While there aren’t any formal standards, many have been established. Organizations that provide health care And Professionals I have offered recommendations to detect and prevent adult ADHD stimulant misuse. Suggestions include requiring patients to sign prescription-agreement contracts and regularly checking databases This will show the list of controlled medications that each patient has purchased.
Chaplin stated that there is little research on the effectiveness of any method to prevent medication misuse.
Recent survey Random urine drug screenings are required by 42% of family doctors and 21% college health professionals who treat adults with ADHD.
Gordon, Camper and ADHD patients who spoke on social media said that their drug screens came at predetermined intervals instead of randomly.
Dr. Sidarth Wakhlu is a psychiatrist at the University of Texas Southwestern Medical Center, Dallas. He specializes in treating substance abuse disorders. He recommends drug testing ADHD patients at least once a year. He said that a drug test every three months for someone with no history of addiction or red flags is excessive.
Drug testing costs are as variable as their frequency.
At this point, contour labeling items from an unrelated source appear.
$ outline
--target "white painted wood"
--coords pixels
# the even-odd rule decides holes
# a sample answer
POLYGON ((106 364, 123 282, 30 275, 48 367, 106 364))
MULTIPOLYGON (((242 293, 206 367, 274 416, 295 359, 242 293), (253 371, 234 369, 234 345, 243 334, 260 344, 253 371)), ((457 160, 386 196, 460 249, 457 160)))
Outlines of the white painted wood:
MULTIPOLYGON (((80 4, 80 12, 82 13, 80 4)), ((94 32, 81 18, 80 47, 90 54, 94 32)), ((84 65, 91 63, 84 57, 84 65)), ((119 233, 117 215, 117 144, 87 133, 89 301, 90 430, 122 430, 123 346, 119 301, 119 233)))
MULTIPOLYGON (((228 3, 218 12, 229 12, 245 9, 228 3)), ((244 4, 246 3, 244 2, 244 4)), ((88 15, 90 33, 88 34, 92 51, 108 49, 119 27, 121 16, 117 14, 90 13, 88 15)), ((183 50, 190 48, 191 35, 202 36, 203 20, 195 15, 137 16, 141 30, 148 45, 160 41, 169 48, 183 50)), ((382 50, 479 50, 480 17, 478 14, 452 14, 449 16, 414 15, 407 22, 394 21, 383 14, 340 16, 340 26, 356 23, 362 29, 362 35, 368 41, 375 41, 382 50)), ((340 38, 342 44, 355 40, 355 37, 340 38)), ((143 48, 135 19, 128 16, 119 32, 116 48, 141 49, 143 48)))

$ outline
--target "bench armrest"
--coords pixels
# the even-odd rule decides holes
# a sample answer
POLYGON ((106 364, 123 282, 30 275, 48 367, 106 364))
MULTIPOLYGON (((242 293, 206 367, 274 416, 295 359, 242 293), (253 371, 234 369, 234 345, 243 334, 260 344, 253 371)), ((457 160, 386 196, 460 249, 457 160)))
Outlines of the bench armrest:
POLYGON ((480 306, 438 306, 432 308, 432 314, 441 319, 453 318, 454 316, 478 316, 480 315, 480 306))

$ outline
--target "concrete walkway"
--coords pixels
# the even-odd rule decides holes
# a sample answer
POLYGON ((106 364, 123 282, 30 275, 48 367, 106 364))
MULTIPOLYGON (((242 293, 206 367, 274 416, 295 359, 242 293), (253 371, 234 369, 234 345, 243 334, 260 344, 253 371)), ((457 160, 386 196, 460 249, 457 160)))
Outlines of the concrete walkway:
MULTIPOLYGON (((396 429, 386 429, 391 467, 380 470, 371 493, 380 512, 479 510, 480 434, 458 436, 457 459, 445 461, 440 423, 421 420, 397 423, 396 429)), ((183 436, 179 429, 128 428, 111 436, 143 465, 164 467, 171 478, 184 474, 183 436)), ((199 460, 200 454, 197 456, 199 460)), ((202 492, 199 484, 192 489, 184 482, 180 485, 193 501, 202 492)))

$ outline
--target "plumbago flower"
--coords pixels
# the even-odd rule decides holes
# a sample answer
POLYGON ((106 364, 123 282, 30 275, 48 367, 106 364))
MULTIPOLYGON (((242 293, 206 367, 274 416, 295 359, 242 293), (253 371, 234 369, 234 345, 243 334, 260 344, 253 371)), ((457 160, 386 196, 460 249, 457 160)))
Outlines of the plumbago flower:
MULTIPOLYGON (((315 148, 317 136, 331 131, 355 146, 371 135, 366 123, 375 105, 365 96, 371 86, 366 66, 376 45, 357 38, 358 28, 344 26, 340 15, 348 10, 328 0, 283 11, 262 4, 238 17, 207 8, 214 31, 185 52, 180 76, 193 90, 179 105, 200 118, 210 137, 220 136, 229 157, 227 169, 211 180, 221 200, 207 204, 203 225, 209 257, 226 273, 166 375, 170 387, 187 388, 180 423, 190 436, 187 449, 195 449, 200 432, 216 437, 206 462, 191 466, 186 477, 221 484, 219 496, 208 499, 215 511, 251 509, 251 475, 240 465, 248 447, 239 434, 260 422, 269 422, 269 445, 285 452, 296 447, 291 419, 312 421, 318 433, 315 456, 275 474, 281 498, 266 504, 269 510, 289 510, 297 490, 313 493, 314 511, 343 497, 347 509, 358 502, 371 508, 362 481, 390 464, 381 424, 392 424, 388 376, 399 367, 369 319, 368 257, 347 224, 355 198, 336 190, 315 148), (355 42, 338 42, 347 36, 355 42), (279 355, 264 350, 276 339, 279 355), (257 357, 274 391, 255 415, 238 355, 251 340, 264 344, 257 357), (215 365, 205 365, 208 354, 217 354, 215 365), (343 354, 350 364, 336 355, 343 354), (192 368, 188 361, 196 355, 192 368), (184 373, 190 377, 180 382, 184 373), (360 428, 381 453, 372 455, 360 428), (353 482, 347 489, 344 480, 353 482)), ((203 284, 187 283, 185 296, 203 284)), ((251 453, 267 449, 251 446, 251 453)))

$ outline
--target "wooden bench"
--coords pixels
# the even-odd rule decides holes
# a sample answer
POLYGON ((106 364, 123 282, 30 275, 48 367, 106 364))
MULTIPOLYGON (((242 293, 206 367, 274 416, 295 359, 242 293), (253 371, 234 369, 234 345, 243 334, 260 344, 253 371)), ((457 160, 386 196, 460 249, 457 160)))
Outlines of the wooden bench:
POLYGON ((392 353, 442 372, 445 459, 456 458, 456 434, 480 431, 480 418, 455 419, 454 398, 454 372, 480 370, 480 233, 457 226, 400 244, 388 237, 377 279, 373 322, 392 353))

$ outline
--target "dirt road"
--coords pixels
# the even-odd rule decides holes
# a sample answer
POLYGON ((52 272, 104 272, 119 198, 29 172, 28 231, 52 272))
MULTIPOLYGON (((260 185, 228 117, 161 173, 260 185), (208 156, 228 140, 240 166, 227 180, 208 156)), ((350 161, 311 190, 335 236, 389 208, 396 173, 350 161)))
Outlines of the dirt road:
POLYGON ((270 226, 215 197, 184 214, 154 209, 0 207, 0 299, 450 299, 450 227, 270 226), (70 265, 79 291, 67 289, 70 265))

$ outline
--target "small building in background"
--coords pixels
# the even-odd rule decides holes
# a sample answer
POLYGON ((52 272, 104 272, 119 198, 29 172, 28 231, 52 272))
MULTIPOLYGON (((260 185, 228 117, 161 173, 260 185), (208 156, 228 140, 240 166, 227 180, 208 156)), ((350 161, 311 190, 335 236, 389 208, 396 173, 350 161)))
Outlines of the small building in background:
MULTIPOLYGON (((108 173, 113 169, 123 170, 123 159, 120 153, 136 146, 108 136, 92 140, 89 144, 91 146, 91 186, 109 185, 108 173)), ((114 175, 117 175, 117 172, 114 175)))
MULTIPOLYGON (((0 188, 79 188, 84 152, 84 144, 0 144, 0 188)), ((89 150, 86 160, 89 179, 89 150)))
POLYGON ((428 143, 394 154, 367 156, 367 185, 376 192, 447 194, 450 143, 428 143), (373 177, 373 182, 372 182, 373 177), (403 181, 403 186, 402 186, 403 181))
Johns Hopkins University’s Dr. Michael Fingerhood uses urine tests that can cost as low as $60 without insurance. Fingerhood reviews each case and makes testing decisions for patients who use controlled substances to treat ADHD, pain or opioid addiction.
Gordon used to pay $110 each for his tests, even though he had insurance that his doctor refused to accept. Shilton was charged $545 by her insurance for a test. Shilton claimed she complained to a nurse, who suggested that she use a cheaper test in the future.
Shilton replied that she didn’t think so. “Why are we doing such fancy drug testing?”
Wakhlu stated that the more expensive urine tests can be used to identify certain types and amounts of drugs. These tests are often used to identify drugs. Confirm the results According to the Centers for Disease Control and Prevention, these tests are less expensive than those performed initially.
Wakhlu stated that if a patient’s test results indicate they might be using stimulants in a dangerous manner, doctors should have a conversation with the patient to talk about it and offer any necessary help. Wakhlu also stressed safety and said that excessive ADHD medication, or mixing it with stimulants such as methamphetamines, can lead to death.